The council has clashed with Poplar Harca in the past, with Mayor John Biggs criticising increased car-parking fees in 2016 and backing a protest against the auctioning-off of 50 vacant properties in 2017.
A Poplar Harca spokeswoman said: "We work with the council to help them meet their commitment to homeless households.
"This includes the council buying 94 empty Poplar Harca properties in the last financial year to be used to keep homeless households in the borough."
The council now owns about 12,200 housing assets including houses, flats, bungalows and garages.
In March 2018 there were 22,000 people on the waiting list for social housing and around 2,000 households in temporary accommodation.
According to figures released by national charity Shelter last year, the borough is the 10th worst for homelessness in the UK.
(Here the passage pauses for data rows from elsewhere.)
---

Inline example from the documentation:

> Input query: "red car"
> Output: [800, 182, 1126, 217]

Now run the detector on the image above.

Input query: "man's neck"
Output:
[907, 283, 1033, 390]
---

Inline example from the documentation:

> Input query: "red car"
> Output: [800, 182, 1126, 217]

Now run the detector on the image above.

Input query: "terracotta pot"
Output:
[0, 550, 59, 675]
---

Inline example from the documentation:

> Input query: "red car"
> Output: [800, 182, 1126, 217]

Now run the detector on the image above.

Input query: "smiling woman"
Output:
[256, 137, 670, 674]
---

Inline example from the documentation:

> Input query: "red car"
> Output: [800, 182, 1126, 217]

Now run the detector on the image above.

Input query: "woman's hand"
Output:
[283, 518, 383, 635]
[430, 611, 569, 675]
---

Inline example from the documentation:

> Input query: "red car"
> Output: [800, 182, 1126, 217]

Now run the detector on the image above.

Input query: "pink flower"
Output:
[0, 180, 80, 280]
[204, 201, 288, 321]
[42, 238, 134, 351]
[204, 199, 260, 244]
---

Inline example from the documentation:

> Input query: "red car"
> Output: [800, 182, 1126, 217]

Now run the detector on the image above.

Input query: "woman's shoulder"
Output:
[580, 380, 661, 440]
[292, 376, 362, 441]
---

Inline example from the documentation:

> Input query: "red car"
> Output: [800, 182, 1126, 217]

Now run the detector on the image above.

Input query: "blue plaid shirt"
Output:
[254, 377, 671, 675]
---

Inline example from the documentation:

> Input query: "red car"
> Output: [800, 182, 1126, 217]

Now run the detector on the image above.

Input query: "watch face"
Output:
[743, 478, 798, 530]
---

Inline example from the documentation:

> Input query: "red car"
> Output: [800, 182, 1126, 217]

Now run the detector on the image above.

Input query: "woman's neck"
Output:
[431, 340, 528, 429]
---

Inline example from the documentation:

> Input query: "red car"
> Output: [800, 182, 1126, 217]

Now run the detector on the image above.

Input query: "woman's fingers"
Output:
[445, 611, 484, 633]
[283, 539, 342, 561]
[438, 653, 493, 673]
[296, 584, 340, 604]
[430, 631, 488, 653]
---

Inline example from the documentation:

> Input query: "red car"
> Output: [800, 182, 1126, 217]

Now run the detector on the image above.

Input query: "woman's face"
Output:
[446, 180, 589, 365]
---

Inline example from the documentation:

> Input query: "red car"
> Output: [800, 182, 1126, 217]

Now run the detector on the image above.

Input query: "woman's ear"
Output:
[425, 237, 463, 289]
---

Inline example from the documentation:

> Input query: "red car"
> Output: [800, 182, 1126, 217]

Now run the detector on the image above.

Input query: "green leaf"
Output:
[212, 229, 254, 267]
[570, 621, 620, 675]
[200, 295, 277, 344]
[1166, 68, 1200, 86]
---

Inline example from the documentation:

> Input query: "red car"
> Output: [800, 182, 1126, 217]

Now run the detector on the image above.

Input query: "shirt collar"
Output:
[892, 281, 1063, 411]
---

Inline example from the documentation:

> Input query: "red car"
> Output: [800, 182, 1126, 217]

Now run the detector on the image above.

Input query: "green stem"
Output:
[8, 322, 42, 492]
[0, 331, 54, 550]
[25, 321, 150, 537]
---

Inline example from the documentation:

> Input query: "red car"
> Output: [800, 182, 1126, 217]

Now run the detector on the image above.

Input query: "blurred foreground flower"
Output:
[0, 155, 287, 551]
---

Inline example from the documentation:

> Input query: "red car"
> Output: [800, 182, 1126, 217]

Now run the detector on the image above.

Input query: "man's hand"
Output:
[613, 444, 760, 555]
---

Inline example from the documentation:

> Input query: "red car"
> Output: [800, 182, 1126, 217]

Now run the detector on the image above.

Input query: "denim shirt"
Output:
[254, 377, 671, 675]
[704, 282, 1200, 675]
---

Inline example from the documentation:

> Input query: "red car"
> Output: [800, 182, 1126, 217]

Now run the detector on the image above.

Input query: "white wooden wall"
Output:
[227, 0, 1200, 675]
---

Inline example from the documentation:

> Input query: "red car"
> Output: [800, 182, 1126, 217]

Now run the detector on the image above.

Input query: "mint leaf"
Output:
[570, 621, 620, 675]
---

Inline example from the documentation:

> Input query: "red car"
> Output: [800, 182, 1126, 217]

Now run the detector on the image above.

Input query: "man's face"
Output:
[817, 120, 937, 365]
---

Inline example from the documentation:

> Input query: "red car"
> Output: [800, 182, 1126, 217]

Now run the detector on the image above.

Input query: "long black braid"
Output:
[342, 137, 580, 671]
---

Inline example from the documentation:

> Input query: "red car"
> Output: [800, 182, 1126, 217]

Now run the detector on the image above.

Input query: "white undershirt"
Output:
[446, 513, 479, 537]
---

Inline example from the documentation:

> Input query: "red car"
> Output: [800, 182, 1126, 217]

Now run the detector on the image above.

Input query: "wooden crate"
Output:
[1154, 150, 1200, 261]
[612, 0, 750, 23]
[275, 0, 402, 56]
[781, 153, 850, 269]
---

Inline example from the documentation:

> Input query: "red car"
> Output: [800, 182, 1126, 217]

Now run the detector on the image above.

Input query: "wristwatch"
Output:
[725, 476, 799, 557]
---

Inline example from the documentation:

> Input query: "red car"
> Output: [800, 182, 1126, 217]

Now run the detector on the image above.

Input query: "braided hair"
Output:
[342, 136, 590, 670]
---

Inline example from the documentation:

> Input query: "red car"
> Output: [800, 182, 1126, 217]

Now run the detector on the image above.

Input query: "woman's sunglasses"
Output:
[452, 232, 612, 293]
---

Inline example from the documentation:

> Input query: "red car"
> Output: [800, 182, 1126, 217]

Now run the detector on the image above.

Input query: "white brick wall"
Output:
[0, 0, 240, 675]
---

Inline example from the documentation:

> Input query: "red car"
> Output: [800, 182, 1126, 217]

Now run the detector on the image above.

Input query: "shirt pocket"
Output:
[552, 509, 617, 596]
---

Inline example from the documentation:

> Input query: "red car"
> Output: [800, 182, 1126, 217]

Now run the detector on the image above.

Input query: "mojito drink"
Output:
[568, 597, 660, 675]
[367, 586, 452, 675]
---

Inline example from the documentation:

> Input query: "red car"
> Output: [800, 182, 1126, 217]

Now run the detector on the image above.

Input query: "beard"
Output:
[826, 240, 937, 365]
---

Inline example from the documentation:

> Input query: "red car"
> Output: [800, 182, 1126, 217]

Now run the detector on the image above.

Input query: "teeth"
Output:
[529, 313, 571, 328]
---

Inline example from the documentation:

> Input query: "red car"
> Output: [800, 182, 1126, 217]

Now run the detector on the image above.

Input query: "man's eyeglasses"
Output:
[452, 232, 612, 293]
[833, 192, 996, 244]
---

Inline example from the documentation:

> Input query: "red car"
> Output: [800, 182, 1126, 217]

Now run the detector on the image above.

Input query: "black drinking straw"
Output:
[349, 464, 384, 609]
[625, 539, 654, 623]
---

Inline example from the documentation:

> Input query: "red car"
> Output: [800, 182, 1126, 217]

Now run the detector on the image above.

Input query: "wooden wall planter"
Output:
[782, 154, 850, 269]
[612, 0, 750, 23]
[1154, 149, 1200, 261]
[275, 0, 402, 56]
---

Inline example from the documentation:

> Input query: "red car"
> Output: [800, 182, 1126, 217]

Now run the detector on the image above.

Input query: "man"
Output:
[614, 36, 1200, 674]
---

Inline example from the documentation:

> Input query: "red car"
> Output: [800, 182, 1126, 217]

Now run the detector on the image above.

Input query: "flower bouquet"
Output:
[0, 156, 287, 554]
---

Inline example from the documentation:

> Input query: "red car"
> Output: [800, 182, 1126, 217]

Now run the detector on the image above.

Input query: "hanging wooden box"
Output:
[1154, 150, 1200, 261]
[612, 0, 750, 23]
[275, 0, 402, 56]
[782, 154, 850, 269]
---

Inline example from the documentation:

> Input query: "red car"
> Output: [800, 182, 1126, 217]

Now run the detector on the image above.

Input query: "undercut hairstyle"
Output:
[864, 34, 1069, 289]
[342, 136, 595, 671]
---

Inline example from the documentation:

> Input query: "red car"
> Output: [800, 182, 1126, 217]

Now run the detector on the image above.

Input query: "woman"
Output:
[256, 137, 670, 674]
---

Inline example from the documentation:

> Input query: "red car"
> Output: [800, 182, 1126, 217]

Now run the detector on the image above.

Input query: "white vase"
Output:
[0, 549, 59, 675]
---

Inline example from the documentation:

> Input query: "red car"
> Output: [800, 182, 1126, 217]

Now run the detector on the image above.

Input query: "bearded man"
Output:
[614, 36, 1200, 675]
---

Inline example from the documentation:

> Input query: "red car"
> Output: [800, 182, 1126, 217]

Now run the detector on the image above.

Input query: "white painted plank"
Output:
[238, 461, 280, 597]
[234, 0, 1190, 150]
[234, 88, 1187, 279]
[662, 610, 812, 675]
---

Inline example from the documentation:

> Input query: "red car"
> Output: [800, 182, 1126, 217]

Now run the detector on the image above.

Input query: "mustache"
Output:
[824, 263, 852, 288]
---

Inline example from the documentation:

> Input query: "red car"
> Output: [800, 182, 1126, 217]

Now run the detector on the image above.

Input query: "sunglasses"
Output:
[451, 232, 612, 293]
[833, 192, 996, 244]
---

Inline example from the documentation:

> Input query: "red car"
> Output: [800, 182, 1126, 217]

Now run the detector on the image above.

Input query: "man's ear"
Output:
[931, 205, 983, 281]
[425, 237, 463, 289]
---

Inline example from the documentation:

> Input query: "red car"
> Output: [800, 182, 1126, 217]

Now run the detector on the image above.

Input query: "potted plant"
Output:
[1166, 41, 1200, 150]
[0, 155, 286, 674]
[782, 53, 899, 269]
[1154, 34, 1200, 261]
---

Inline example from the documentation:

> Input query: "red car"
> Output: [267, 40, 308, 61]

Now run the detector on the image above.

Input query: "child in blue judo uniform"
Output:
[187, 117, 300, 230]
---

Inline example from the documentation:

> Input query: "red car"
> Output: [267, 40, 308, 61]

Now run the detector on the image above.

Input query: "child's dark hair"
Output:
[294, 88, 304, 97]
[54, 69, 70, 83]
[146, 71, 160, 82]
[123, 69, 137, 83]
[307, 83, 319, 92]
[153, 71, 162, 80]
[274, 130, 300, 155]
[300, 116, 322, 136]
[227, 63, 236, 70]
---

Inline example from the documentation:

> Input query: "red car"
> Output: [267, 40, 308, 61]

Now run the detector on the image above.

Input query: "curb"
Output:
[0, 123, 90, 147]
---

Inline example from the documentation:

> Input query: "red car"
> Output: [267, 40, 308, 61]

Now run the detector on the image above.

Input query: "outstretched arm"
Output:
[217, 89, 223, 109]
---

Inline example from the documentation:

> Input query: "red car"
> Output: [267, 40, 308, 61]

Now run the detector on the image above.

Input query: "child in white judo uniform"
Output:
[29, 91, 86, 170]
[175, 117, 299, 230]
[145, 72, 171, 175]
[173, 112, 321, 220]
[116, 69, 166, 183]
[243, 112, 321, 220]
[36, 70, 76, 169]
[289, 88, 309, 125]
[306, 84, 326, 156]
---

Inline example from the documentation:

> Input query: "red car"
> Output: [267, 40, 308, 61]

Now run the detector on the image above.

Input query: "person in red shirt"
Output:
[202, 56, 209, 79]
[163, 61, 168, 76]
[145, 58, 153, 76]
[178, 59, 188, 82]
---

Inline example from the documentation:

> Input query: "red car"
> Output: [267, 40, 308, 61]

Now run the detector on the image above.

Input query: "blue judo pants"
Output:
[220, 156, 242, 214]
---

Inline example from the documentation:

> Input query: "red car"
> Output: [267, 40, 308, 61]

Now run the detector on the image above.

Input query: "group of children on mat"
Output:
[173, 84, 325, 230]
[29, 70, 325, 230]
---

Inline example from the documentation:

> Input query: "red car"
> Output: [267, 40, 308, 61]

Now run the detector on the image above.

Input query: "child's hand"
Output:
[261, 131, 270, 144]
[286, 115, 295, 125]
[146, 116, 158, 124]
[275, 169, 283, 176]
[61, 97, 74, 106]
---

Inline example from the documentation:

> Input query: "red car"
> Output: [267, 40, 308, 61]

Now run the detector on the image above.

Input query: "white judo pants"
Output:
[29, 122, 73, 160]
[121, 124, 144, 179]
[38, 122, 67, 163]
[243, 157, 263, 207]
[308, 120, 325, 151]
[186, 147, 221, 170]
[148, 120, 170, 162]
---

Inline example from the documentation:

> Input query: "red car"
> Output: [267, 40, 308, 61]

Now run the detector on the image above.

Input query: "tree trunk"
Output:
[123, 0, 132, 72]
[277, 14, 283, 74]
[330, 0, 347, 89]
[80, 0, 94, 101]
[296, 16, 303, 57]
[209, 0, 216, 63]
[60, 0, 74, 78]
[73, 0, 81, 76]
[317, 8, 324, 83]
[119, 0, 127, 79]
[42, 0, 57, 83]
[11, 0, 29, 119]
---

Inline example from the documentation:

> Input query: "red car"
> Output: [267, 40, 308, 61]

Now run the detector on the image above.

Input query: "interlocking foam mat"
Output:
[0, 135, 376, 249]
As well as the cost of the properties themselves the accounts reveal that Tower Hamlets paid £227,940 to chartered surveyors Copping Joyce LLP to source properties, value them and negotiate prices.
The council also spent £262,904 for legal advice and services such as Land Registry fees related to the buy-backs.
The spokesman added: "We are also leading players in two pan-London projects aimed at changing the way temporary accommodation is delivered for London's homeless.
"Capital Letters will lease properties from private owners on behalf of the involved boroughs collectively, delivering a joint and wider-reaching portfolio.
"PLACE will use innovative modular housing units to increase the supply of high quality temporary accommodation for homeless households."
Financial documents related to the buy-backs were obtained under a little-known piece of legislation, the Local Audit and Accountability Act 2014.
The Act, which was extended to journalists in 2017, allows residents to see and make copies of the council's accounts during a 30-day statutory window each year.